Imparare a conoscere la propria condizione è fondamentale, come fondamentale è per noi specialisti imparare a conoscere la persona che ci è affidata. È importante che la persona conosca sé stessa innanzitutto per capire quali sono i propri desideri: Nicola ha sempre avuto una visione chiara di questo, non avendo mai avuto dubbi sul suo voler intraprendere il Cammino. Conoscersi però vuol dire anche saper riconoscere i segnali che il proprio corpo fornisce, per non affaticarlo eccessivamente. Allo stesso tempo è importante che noi specialisti impariamo a conoscere la persona che abbiamo di fronte per aiutarla a esprimere tutto il proprio potenziale, liberandola dai limiti e preconcetti che la malattia inevitabilmente porta con sé. Questo per aiutarla a vivere la propria vita pienamente, ma senza perdere di vista la condizione soggettiva, fatta di possibilità e difficoltà, sempre differenti da persona a persona. Se lanciarsi dal quinto piano è una scelta estrema, negarsi del tutto è altrettanto sbagliato e pericoloso. Non conosco nessuna persona che, avendo le gambe funzionanti, non vuole camminare, muoversi e scoprire il mondo. Il segreto sta nel conoscersi e trovare quella giusta via di mezzo che permette di fare ciò che si desidera in completa sicurezza, e questo è possibile affidandosi a specialisti esperti nel campo!

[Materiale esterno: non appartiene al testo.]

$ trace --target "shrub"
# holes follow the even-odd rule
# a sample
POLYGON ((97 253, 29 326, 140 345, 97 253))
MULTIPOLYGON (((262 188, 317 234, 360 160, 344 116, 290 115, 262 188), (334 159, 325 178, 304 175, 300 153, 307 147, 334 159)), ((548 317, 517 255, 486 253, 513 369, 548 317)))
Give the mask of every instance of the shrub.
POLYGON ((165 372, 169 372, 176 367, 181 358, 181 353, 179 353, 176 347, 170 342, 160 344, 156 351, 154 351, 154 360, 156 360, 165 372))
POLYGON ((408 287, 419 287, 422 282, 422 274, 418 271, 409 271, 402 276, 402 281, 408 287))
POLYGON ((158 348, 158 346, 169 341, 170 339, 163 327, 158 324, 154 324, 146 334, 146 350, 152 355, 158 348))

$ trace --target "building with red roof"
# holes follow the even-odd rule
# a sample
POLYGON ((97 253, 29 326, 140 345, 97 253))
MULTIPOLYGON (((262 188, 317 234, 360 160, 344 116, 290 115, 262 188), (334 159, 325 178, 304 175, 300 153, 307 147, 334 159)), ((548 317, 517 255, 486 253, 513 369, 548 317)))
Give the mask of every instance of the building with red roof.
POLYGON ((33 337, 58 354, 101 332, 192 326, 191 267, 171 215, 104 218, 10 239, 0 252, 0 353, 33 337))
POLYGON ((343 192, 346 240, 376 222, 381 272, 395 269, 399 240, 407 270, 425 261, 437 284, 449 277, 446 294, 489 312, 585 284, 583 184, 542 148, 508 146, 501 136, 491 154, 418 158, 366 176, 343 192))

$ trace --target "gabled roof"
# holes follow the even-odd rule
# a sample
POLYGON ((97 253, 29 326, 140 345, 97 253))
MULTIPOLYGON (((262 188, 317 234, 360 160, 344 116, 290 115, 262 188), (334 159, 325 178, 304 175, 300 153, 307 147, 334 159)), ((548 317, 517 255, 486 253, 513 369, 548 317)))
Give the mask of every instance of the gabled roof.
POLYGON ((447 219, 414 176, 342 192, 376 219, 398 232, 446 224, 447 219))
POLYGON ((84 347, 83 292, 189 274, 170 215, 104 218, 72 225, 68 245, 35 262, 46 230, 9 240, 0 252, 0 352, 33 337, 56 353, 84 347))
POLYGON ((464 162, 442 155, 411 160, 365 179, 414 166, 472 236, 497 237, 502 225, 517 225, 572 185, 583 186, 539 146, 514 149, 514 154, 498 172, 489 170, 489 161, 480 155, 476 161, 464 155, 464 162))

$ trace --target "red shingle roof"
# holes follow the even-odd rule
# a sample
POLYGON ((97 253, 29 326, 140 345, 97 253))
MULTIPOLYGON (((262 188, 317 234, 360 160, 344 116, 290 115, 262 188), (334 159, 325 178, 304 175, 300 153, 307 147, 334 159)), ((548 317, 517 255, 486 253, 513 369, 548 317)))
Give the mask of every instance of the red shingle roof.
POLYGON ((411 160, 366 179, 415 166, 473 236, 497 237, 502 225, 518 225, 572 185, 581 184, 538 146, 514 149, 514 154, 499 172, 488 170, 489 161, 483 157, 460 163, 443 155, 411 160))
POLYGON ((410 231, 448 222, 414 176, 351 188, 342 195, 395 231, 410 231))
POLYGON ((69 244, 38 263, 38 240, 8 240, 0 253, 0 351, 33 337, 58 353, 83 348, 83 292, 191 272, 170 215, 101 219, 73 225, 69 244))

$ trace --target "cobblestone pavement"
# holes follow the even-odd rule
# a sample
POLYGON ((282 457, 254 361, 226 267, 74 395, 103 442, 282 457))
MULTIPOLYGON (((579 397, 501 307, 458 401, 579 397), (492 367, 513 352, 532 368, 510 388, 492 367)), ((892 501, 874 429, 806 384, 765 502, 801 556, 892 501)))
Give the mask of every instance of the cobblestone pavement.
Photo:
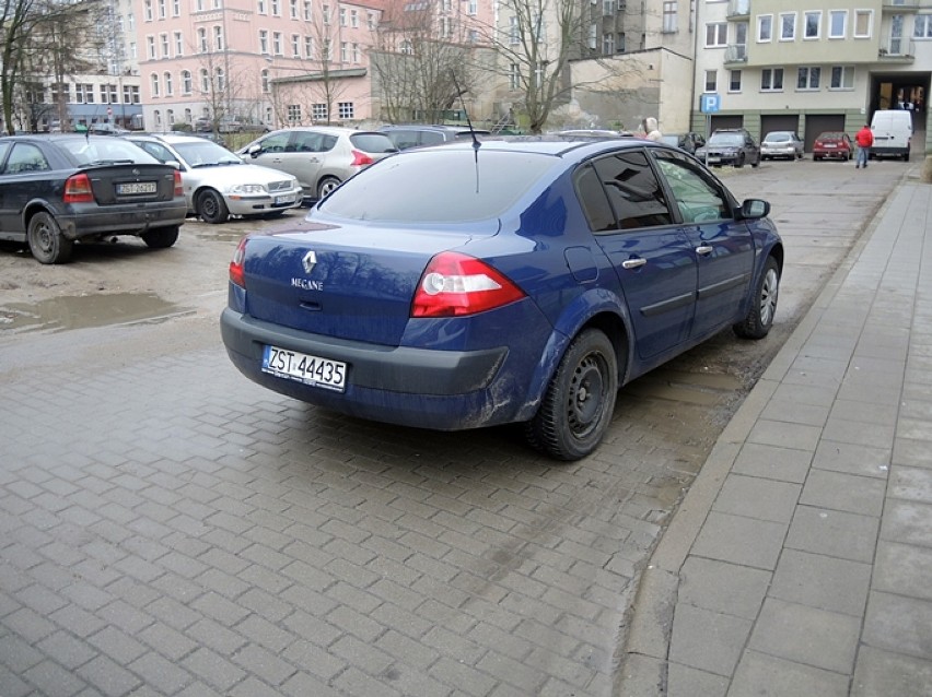
POLYGON ((0 335, 0 695, 610 694, 714 386, 555 465, 254 386, 201 303, 0 335))

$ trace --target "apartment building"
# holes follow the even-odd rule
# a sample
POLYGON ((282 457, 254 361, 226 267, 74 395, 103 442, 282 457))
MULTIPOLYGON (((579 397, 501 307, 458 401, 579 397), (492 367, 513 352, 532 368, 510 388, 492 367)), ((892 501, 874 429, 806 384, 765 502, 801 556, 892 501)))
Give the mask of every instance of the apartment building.
POLYGON ((932 0, 700 0, 698 24, 692 130, 792 130, 808 149, 822 131, 907 108, 912 153, 932 152, 932 0))

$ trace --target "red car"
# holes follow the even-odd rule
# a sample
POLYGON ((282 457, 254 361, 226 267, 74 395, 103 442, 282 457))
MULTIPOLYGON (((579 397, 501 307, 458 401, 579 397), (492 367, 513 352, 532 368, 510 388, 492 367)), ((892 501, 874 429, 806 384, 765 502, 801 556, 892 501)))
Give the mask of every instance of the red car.
POLYGON ((819 161, 826 157, 837 157, 848 162, 854 153, 854 146, 848 133, 840 131, 826 131, 819 133, 813 143, 813 160, 819 161))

Dalla sua esperienza, per le persone con emofilia sono maggiori i limiti fisici o quelli psicologici?
Senza dubbio quelli psicologici! Quello che ho avuto modo di osservare nel tempo è una discrepanza, tanto frequente quanto incredibilmente ampia, tra quello che viene osservato biomeccanicamente e quello che le persone esprimono in termini di percezione soggettiva della propria condizione. Diventa quindi fondamentale per noi specialisti capire la psicologia della persona che abbiamo di fronte per aiutarla a sviluppare una percezione più obiettiva della propria condizione.

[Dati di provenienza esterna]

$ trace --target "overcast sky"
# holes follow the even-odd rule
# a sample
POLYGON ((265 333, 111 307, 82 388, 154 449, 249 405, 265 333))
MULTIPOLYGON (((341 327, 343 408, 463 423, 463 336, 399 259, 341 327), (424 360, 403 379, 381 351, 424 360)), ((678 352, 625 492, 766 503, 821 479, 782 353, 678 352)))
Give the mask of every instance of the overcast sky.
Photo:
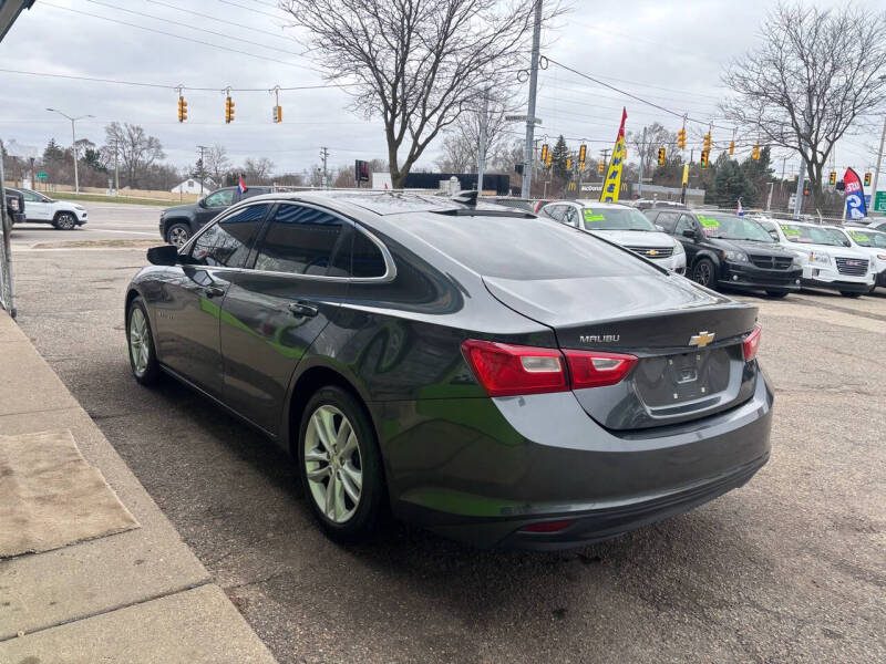
MULTIPOLYGON (((771 1, 573 0, 571 4, 573 11, 558 29, 545 34, 544 54, 606 76, 612 85, 668 108, 728 126, 718 120, 717 101, 725 93, 721 71, 730 58, 754 45, 756 28, 771 1)), ((818 2, 821 7, 836 4, 842 2, 818 2)), ((281 93, 281 125, 271 123, 269 93, 233 93, 236 120, 225 124, 222 89, 226 85, 271 89, 323 83, 311 62, 299 55, 296 33, 286 23, 286 14, 272 0, 38 0, 0 43, 0 68, 181 83, 189 120, 176 121, 177 95, 172 90, 0 71, 0 136, 41 151, 50 137, 70 145, 71 125, 45 111, 51 106, 69 115, 94 115, 78 123, 78 138, 97 144, 109 122, 143 125, 178 166, 193 164, 196 145, 215 143, 226 146, 235 164, 248 156, 269 157, 276 173, 317 164, 321 146, 329 148, 330 167, 352 164, 354 158, 384 158, 381 122, 349 111, 348 95, 337 89, 281 93)), ((593 142, 589 149, 596 154, 615 138, 622 104, 629 131, 642 131, 643 124, 656 121, 671 131, 679 128, 677 117, 550 65, 539 76, 537 114, 544 121, 539 133, 564 134, 573 138, 570 147, 585 138, 593 142)), ((841 174, 846 166, 869 169, 879 137, 875 133, 872 129, 837 146, 841 174)), ((728 141, 729 134, 714 131, 714 141, 728 141)), ((437 146, 432 144, 419 165, 432 166, 436 156, 437 146)))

La comprensione e la gestione del tratto psicologico è la premessa irrinunciabile per una efficace presa in carico della persona, che ha il diritto di non precludersi mai quello che la vita può offrire, magari proprio a causa di questa errata percezione della realtà. L’aspetto psicologico è, a ben vedere, la parte più importante. La fiducia tra specialista e paziente è infatti fondamentale perché se la persona non si fida, non si lascerà guidare, finendo col rimanere ferma in quella percezione soggettiva e distorta della propria condizione che spesso impedisce di vivere a pieno o, al contrario, che può spingere a esporsi troppo perché impedisce di percepire il pericolo.
Che messaggio vuole dare a tutti i Nicola e le Paola che non hanno ancora trovato il coraggio di superare le loro paure e vivere una vita piena?
Il mio consiglio è assolutamente quello di correre il rischio.
A ben vedere, la paura ha un unico vantaggio: fa emergere il coraggio di provare una volta, di iniziare una nuova avventura, di realizzare i propri desideri e, in fondo, di guadagnarsi un nuovo pezzo di vita con nuove sensazioni ed emozioni.
A tutti coloro che, per paura, rinunciano ai propri desideri e si rassegnano alle proprie paure, vorrei dire che la paura va riconosciuta e affrontata, perché nell’affrontare le proprie paure non si perde mai. D’altronde, non c’è sensazione migliore di quella che si prova nel vedere realizzato un proprio desiderio dopo aver vinto una sfida con sé stessi. Penso ne valga davvero la pena.